RETAIL BANKING | Staff Reporter, Singapore

Are Singapore banks' NPL woes from oil and gas companies finally over?

New NPL formation rates moderated in Q1.

The NPL ratios of the three banks remained flat in Q1 2017 from end-2016 levels.

According to Moody's Investors Service, this was driven by a moderation in new NPL formation rates in Q1 2017 primarily within the oil and gas services sector, which constitutes 2%-3% of the banks’ total loans.

Here's more from Moody's:

We see further moderation in asset risks emanating from the oil and gas services industry. We expect global oil prices to remain range bound at $40-60 a barrel through 2017-18. In this scenario, oil and gas services companies will continue to pose asset-quality challenges to banks over the next few quarters.
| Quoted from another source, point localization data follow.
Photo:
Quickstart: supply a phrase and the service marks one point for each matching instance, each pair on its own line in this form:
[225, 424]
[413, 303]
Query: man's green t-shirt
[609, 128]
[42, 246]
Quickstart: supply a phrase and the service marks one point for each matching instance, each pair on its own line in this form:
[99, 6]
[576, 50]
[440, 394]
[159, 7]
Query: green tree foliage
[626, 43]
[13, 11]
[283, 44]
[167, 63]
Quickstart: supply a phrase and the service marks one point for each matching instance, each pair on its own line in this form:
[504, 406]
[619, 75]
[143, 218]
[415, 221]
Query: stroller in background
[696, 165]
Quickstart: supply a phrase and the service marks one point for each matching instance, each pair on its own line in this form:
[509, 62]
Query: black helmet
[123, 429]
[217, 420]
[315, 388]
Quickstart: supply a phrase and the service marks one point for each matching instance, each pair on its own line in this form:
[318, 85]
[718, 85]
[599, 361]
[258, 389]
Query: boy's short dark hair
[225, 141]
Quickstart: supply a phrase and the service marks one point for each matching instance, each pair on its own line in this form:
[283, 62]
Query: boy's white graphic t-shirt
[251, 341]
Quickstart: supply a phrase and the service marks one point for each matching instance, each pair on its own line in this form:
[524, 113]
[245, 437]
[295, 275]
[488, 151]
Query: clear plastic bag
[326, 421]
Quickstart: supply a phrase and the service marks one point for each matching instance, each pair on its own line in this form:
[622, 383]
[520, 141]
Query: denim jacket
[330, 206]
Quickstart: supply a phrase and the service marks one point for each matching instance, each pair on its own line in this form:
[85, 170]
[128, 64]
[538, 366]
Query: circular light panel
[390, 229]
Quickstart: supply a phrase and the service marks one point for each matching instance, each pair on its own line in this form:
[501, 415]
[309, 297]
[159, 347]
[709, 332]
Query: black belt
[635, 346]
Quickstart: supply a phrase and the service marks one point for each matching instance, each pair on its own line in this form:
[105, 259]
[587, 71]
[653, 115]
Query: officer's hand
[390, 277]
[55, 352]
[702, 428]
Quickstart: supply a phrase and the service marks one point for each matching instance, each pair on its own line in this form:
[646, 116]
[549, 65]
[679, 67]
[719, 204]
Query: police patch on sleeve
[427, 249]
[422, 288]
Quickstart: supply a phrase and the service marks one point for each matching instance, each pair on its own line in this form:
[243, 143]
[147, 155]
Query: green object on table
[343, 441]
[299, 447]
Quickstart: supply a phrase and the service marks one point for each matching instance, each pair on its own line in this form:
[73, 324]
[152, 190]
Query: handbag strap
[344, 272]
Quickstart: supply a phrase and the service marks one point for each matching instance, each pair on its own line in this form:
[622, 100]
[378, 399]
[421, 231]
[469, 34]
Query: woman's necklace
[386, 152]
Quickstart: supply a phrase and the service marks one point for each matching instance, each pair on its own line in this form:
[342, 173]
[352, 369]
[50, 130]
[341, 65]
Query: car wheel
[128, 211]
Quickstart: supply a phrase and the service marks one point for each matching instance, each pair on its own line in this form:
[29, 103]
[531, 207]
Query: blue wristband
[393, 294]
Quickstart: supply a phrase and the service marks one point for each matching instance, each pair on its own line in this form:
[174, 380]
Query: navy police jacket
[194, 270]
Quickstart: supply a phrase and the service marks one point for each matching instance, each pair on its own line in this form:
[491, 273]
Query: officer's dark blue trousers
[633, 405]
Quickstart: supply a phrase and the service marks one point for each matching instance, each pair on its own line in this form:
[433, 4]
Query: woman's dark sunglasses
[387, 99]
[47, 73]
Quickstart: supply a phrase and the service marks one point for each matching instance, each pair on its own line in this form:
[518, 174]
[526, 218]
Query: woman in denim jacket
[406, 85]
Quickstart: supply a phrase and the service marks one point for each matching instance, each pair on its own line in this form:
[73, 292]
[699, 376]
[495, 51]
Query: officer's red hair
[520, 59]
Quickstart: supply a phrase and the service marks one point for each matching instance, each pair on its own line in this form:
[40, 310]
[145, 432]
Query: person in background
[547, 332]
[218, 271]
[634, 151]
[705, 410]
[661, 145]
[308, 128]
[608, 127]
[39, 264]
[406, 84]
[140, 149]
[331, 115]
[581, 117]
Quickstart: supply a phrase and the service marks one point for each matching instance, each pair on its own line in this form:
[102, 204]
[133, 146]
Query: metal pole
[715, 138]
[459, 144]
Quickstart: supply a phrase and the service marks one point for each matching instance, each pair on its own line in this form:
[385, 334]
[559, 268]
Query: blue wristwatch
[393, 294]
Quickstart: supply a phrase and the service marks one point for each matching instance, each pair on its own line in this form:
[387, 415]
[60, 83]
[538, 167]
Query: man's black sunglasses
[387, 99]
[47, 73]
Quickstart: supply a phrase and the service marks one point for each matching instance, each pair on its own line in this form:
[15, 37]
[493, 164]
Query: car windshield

However, the industry has passed through its trough of 2016, and new non-performing asset (NPA) formations should normalize for companies in the oil and gas services industry.

We view further spillover for Singapore banks to be manageable even if oil market conditions deteriorate because many weak companies in the sector have either already defaulted or restructured their liabilities. Singapore's current slow economic growth will also pose business challenges for SME borrowers.

The quality of the three banks' remaining loan portfolios in various regional markets, including Greater China and other parts of Southeast Asia, was fairly stable in 1Q 2017.